The public and private schools want parents and college-age kids to "have the conversation," and the website offers tips for effective communication and specific scenarios.
"We recognize these are hard discussions for parents, but they're too critical to ignore," said Amelia Arria, an associate professor at the University of Maryland School of Public Health in College Park, in a statement. "Parental attitudes and advice regarding drinking are important influences on young people's behavior that continue into the college years."
Arria is also co-director of the Maryland Collaborative to Reduce College Drinking and Related Problems, made up of the 14 schools that sponsored the website with funding from the state Department of Health and Mental Hygiene.
The collaborative points to data from the National Institute on Alcohol Abuse and Alcoholism that found college drinking is linked to 1,825 deaths nationally each year among students and more than 690,000 assaults, 97,000 sexual abuse cases and 599,000 unintentional injuries.
A collaborative survey of Maryland college students in 2014 also found that those who parents didn't allow them to drink in high school were less likely to drink excessively in college.

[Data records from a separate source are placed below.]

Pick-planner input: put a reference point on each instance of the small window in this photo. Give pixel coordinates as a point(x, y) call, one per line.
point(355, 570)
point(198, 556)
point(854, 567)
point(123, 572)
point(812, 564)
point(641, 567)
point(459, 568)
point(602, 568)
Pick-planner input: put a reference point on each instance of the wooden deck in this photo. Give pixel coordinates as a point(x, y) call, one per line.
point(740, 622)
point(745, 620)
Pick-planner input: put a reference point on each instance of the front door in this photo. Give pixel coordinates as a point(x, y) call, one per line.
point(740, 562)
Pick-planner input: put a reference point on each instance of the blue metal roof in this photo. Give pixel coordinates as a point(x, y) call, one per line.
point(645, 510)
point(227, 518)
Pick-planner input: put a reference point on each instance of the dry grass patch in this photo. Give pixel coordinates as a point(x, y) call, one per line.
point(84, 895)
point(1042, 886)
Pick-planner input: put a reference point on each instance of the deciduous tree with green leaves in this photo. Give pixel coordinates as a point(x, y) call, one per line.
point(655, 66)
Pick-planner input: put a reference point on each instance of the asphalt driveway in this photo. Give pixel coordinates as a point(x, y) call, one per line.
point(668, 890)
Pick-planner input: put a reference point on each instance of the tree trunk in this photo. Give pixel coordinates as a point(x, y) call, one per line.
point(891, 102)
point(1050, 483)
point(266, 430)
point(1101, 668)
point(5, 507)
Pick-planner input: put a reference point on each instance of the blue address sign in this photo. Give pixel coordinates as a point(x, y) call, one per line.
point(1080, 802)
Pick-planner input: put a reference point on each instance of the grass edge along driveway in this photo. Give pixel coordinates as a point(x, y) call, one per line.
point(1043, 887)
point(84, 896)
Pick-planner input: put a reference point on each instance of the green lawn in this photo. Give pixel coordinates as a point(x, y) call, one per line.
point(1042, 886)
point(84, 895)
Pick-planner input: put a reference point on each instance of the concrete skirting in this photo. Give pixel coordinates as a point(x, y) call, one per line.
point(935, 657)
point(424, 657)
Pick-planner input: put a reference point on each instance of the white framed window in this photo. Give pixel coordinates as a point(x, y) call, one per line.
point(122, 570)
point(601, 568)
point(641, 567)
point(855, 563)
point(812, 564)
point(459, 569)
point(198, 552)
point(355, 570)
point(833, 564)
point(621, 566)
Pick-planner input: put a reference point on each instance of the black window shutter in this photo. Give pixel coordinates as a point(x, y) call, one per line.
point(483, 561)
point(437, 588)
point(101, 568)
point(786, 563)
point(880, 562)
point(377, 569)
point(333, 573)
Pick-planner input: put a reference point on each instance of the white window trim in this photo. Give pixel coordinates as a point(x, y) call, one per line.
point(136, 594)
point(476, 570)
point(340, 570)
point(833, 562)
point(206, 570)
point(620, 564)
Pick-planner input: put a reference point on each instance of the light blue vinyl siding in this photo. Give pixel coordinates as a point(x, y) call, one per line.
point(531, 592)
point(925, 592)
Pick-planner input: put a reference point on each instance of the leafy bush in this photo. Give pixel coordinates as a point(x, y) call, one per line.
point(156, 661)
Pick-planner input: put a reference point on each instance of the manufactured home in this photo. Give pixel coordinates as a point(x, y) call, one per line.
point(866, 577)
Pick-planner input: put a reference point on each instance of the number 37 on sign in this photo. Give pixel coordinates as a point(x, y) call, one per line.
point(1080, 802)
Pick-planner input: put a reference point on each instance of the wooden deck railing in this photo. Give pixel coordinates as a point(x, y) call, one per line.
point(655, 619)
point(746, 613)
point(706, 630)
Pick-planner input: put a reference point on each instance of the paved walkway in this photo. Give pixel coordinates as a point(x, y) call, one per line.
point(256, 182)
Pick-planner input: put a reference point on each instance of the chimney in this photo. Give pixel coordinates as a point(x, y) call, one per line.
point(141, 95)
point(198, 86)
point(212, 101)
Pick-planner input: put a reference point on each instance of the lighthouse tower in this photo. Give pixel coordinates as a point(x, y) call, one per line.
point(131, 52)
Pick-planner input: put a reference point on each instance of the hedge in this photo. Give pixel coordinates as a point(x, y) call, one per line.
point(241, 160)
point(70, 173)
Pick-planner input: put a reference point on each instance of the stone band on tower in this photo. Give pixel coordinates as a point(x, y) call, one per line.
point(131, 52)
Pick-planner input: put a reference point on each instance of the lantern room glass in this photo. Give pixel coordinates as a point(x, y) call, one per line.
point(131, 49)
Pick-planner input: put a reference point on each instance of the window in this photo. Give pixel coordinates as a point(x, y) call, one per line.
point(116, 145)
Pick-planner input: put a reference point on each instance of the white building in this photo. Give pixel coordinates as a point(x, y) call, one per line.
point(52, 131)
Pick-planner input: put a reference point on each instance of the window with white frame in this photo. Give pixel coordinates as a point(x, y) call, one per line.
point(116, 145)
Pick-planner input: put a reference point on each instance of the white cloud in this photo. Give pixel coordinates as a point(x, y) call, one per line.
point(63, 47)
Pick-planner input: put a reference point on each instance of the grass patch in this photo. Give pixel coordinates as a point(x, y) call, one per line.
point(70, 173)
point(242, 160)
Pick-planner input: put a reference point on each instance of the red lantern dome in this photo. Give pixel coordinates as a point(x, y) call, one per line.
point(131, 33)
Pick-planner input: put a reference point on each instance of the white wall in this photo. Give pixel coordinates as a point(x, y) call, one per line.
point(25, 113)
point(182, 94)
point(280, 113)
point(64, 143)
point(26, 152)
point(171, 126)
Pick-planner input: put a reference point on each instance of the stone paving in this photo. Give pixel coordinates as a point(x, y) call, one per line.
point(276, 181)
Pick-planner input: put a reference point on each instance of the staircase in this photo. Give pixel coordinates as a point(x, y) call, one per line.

More information on the collaborative can be found at www.marylandcollaborative.org and participants include: Allegany College of Maryland, College of Southern Maryland, Frostburg State University, Garrett College, Goucher College, the Johns Hopkins University, Loyola University Maryland, McDaniel College, Notre Dame of Maryland University, St. Mary's College of Maryland, Towson University, the U.S. Naval Academy, the University of Maryland Baltimore County and the University of Maryland Eastern Shore.